Bagaimana tidak, hukum sekarang hanya menjadi paper, scripto saja, peraturan hitam di atas putih, advokasi hukum belum mampu sepenuhnya meretas keadilan di dalam kehidupan kaum bawah. Adanya egosentrisme dan kesadaran matrialis telah secara tidak langsung memangkas hukum yang berkeadilan, menyatarakan, dan membebaskan.
Kebijakan hukum dan keadilan yang belum menyentuh masyarakat bawah dapat dilihat dari merebaknya pelanggaran-pelanggaran kemanusiaan. Ambil contoh minimnya advokasi terhadap korban penggusuran, korban idustrialisasi, marjinalisasi kerja buruh, polisi salah tangkap, angka kriminalitas semakin tinggi, korban politik, politasasi kepentingan, politisasi kekuasaan, belum lagi mengguritanya mentalitas korupsi dari elemen bawah hingga atas. Hal demikian kontras dengan cita-cita bangsa, terutama nilai Pancasila ayat ke-5, menuju kesejahteraan dan keadilan bagi seluruh bangsa Indonesia seutuhnya.

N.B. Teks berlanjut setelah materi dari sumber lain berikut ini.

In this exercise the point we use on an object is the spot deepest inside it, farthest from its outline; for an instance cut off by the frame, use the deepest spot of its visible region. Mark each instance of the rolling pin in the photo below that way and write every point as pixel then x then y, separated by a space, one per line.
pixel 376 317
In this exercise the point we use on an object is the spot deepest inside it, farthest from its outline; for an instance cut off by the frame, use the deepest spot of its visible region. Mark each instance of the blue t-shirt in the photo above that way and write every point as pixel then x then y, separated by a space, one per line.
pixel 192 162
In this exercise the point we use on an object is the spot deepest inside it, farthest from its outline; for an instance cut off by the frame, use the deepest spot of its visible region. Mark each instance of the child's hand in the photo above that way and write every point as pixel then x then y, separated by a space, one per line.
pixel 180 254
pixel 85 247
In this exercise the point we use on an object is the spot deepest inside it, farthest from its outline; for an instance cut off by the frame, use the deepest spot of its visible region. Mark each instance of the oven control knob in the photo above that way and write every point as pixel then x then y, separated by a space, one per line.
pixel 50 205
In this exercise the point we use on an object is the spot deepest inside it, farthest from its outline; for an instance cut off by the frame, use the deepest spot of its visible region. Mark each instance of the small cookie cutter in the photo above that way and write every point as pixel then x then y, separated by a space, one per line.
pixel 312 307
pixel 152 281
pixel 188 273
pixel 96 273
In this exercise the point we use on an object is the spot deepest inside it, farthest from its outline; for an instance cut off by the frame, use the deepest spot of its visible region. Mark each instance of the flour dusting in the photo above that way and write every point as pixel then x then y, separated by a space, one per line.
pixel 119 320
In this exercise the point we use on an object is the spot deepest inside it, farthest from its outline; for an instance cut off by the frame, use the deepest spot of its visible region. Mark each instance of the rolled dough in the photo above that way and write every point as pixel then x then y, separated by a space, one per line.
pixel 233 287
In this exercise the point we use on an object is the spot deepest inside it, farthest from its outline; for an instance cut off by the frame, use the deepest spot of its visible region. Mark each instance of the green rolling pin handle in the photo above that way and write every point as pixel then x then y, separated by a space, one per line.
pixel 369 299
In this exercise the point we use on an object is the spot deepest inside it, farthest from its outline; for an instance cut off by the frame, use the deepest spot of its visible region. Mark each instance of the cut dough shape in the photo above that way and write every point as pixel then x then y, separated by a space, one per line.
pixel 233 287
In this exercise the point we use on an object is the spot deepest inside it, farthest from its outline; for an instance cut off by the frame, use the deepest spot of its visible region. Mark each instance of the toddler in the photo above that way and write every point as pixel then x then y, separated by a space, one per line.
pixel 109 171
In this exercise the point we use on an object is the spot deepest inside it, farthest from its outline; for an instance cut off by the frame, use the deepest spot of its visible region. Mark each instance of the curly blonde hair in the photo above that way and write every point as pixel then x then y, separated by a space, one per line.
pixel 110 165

Hak asasi manusia yang tertelikung seakan menambah akut penyakit bangsa. Ditambah lagi persoalan kebangsaan yang belum tuntas, seperti halnya kemiskinan, eksploitasi, diskriminasi, pengangguran, PHK besar-besaran, dan masih mahalnya biaya pendidikan, kesehatan, dan kebutuhan pokok semakin memperburuk citra bangsa. Hal demikian merupakan bentuk ketidakadilan. Apabila dibiarkan tanpa adanya follow up yang berkesinambungan, perlahan tapi pasti akan menjadi ancaman bagi kesejahteraan dan martabat manusia.

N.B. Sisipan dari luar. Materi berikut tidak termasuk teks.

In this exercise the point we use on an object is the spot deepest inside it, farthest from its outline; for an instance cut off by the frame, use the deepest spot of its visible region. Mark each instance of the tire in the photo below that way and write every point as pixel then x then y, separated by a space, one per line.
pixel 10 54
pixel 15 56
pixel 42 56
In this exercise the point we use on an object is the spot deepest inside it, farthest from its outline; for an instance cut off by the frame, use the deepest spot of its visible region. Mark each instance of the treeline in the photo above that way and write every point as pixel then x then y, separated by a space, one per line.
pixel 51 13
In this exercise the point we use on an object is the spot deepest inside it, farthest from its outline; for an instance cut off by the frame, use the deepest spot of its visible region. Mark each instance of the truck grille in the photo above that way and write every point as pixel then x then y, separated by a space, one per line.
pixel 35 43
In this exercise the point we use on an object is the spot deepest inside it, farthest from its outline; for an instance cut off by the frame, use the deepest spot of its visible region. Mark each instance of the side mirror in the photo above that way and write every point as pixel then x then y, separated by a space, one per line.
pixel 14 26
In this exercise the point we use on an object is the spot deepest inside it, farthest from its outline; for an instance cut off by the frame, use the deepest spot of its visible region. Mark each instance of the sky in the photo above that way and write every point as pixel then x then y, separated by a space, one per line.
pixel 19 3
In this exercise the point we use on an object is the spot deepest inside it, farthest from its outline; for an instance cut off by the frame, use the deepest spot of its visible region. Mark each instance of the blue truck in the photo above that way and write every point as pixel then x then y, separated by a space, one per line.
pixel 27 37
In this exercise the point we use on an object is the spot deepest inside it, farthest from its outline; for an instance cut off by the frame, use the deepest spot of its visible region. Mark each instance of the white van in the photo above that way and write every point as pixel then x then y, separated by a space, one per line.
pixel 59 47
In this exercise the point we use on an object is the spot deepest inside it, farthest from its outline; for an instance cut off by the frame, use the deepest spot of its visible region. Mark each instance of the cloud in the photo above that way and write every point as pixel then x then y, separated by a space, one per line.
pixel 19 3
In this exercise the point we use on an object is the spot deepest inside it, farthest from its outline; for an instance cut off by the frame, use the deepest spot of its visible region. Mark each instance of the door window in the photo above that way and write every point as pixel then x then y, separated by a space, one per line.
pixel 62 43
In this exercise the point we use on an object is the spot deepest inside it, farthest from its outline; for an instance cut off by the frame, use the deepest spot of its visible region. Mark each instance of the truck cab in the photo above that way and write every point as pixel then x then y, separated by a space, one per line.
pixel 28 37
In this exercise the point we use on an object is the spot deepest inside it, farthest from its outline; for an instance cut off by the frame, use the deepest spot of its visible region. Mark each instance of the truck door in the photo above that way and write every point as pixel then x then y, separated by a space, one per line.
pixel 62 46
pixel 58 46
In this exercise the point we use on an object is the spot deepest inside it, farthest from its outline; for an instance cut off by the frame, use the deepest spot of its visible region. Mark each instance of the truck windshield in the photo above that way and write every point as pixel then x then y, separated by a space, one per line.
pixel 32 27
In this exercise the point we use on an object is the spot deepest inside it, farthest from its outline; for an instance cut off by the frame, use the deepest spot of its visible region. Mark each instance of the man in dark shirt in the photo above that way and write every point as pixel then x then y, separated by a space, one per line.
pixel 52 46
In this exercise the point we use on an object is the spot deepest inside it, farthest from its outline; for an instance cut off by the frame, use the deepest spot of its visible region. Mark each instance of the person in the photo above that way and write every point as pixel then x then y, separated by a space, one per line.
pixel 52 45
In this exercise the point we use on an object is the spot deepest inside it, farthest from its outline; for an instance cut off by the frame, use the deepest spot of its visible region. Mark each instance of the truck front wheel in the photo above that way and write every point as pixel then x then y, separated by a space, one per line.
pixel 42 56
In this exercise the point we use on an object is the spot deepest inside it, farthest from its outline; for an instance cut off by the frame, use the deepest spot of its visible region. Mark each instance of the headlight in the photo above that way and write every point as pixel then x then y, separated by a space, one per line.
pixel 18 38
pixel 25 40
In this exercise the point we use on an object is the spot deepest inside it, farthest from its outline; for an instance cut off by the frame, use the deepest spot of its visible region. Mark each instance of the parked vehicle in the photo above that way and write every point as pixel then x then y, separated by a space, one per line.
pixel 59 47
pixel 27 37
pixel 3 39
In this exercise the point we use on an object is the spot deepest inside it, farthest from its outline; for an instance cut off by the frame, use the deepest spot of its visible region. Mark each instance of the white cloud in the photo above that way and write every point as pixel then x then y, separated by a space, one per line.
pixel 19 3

Dalam melakukan pembelaan hukum seperti halnya pada kasus kemanusiaan dan pelanggaran hak asasi manusia perlu kiranya seluruh elemen masyarakat melakukan kesadaran informal. Yaitu kesadaran yang menjunjung tinggi nilai, etika, ketegasan, dan kebenaran.
Kesejatian kemerdekaan selain kesejahteraan bertumpu pada kesadaran mentalitas, kesadaran kemanusiaan (human awernes), kesadaran sosial (social awernes), dan kesadaran hukum (law awernes) secara holistik-integralistik. Pembelaan yang lebih mengepentingkan nilai-nilai kemanusiaan daripada nilai komunitas dapat menjadi salah satu implementasi nilai hak asasi manusia sebenarnya. Di sinilah kemerdekaan kita dapat dimulai dan terjewantah dengan baik. Merdeka dari ketidakadilan. Dirgahayu RI ke-72. Marilah kita isi kemerdekaan dengan berperilaku adil, maju bersama, dan kerja bersama.
Penulis: Nur Faizin Darain, alumnus Pascasarjana Sosiologi UGM dan Pengurus Pusat GP Ansor. Kini Korwil Madura DENSUS 26.